Dr Radford: I think you have just
heard some very good and valuable opinions as to why that may
be. The honest truth is that we have only opinions, not necessarily
hard factual evidence as to why that may be. As to why that may
be, my opinion would be no better than anyone else's. That may
well be a contributory factor, but I cannot give you a better
answer than my previous colleagues.
Q208 Julie Morgan: Given the concerns
expressed about the quality of some post-mortem examinations,
is the Department taking any steps to address this? In particular,
how does it plan to address the shortage of pathologists?
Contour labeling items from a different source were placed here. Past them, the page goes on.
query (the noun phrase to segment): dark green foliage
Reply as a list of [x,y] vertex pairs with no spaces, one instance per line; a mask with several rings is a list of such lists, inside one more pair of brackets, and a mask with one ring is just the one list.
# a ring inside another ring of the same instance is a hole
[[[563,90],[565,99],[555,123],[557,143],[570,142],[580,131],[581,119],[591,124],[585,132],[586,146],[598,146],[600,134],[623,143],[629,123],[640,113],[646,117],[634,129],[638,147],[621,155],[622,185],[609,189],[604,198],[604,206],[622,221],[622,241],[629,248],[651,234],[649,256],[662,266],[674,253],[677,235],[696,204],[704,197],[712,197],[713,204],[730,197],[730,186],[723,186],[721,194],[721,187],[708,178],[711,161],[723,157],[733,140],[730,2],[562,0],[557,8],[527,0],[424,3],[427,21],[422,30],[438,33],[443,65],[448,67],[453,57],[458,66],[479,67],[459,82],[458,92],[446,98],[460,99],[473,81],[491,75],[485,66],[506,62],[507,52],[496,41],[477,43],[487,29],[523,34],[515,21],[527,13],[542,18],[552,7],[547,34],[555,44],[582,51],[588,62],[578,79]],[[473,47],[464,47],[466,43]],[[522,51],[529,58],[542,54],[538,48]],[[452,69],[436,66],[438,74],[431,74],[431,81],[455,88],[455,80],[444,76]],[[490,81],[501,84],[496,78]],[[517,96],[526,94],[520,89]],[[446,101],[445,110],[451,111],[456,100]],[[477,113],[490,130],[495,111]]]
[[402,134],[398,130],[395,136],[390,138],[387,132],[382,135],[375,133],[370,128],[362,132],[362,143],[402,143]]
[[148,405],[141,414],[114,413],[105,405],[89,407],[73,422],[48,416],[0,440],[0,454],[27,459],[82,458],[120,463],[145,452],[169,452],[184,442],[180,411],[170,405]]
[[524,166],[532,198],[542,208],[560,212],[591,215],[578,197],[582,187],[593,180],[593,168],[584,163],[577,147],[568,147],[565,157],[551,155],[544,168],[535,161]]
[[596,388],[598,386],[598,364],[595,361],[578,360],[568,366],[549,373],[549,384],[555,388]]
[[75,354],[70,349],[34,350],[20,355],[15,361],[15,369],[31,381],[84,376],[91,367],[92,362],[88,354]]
Dr Radford: We have been aware
for some time of the shortage of pathologists and share the concern
expressed earlier. We have invested several million pounds in
increasing the number of training posts of pathology and recruited
quite a considerable number of people into new training posts
to increase the sheer numbers and capacity within pathology, but
clearly that will take a short time to work through the system
so we have people who are then qualified to operate at consultant
level. At the moment those people are going through the system.
There has been significant investment to improve the numbers in
training, because this was not a popular specialty some years
ago and we ran into a shortage to which previous colleagues have
alluded.
Q209 Julie Morgan: Therefore, you
believe that in future there will be enough?
Dr Radford: We are certainly trying
to address the shortfall as we see it.
Chairman: Thank you very much. We are
very grateful for your help this afternoon.